Ce samedi 13 décembre 2025, les fils et filles du grand Tône ont célébré à Dapaong Tingban Paab, la fête traditionnelle des moissons. Si la reprise de cette célébration, suspendue depuis 2019, symbolise une relative amélioration de la situation sécuritaire dans la région des Savanes, elle a surtout servi de tribune d’expression populaire pour interpeller le pouvoir sur une préoccupation vitale : l’accès à l’eau.
Interrompue d’abord par la pandémie de Covid-19, puis par l’insécurité liée aux incursions terroristes, la fête a renoué cette année avec ses rituels et sa ferveur. La cérémonie a connu la présence du général Yark Damehame, directeur de cabinet du Président du Conseil des ministres, Faure Gnassingbé, ainsi que celle de Barry Moussa Barqué, président du Sénat et représentant du PCM à l’événement.
Face à ces deux grandes figures du régime, les populations du grand Tône ont égrené un chapelet de doléances, dont la plus insistante reste la question de l’eau.

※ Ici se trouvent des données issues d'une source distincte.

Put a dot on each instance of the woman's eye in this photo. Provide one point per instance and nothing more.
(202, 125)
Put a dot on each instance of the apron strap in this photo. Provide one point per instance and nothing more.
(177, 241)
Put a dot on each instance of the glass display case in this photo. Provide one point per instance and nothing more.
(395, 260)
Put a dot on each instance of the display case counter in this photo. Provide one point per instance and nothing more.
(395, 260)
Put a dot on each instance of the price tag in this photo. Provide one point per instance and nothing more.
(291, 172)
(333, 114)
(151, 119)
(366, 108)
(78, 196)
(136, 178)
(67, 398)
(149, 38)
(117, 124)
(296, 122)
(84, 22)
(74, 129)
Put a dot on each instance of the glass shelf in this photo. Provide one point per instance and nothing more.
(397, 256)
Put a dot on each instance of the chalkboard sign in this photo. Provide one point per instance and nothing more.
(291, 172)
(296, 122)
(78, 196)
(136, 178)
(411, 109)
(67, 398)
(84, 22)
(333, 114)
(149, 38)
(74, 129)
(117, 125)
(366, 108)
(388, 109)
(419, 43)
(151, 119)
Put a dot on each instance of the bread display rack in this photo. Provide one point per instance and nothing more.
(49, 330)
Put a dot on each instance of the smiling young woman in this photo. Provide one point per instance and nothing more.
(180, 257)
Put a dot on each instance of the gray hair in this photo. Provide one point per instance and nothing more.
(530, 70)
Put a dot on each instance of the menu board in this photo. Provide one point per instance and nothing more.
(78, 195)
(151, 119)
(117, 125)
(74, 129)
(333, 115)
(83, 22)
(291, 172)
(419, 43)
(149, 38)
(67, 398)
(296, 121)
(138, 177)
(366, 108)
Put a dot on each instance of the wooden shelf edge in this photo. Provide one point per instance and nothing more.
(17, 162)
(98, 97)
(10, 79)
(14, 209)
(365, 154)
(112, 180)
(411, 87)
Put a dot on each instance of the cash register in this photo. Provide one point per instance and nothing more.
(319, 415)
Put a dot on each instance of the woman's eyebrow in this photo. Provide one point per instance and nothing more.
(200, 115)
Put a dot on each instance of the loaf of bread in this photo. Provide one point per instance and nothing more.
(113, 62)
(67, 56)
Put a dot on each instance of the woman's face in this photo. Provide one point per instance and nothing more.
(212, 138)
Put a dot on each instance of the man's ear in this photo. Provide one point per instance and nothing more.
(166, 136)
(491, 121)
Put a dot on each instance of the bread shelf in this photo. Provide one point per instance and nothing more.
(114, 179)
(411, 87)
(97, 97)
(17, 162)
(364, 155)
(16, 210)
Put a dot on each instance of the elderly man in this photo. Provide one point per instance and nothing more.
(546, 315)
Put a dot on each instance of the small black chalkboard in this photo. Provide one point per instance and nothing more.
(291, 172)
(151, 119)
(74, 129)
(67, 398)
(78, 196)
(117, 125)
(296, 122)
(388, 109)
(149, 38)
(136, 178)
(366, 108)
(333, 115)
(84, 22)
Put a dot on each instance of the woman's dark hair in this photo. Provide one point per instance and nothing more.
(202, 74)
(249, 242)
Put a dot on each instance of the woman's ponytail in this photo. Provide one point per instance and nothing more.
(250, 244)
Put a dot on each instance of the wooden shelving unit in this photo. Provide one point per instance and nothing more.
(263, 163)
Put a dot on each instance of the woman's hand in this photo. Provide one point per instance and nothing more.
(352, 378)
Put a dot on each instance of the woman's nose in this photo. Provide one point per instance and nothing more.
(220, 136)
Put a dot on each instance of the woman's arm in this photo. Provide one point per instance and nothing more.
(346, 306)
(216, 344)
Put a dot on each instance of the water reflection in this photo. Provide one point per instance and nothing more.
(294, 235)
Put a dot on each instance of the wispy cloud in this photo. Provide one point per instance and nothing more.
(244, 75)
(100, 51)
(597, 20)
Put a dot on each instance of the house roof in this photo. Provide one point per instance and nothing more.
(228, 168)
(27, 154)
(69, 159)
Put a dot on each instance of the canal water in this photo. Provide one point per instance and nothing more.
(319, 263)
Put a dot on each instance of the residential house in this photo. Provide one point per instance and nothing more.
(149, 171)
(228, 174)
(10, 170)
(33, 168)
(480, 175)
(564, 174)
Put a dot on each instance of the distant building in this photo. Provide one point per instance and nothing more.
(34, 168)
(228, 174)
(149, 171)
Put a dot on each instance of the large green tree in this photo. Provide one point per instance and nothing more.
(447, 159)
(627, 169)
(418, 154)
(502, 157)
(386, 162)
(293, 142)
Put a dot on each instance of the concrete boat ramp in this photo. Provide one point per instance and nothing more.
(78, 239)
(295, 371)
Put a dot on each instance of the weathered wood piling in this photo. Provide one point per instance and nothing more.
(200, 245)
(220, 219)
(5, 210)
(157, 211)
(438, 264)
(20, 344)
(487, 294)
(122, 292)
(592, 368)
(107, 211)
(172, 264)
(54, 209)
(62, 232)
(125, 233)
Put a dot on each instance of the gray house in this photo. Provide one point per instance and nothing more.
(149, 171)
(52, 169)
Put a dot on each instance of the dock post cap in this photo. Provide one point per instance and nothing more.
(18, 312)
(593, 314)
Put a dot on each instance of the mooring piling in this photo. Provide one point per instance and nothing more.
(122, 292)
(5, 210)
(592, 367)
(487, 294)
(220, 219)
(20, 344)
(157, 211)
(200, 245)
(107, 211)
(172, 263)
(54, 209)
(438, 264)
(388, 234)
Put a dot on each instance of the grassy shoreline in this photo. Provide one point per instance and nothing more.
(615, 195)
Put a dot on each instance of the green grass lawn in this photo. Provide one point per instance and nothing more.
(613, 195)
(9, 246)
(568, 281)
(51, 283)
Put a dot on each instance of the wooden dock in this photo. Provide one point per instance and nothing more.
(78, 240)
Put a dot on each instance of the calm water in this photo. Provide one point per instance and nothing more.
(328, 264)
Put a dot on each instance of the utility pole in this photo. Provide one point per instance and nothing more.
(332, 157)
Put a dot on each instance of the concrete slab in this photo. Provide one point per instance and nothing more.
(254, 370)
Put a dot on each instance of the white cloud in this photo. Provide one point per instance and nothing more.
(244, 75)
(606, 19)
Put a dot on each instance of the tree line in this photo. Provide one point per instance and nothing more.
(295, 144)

Une revendication en apparence banale, mais qui traduit à elle seule l’ampleur du malaise et les insuffisances persistantes de la gouvernance dans une région pourtant présentée comme un grenier agricole.
« Tingban Paab est aussi un tremplin pour exprimer les doléances du grand Tône, notamment la multiplication des retenues d’eau pour le maraîchage et la culture de contre-saison… », a déclaré le chef du canton de Nandoga, dans son allocution rappelant l’esprit et la portée de cette fête.
L’ironie est d’autant plus frappante que cet appel a été lancé en présence de trois anciens ministres de l’Eau, tous originaires du grand Tône : Yark Damehame, Tiem Bolidja, son prédécesseur, et Bissouné Nabagou, qui a occupé ce portefeuille de 2009 à 2012.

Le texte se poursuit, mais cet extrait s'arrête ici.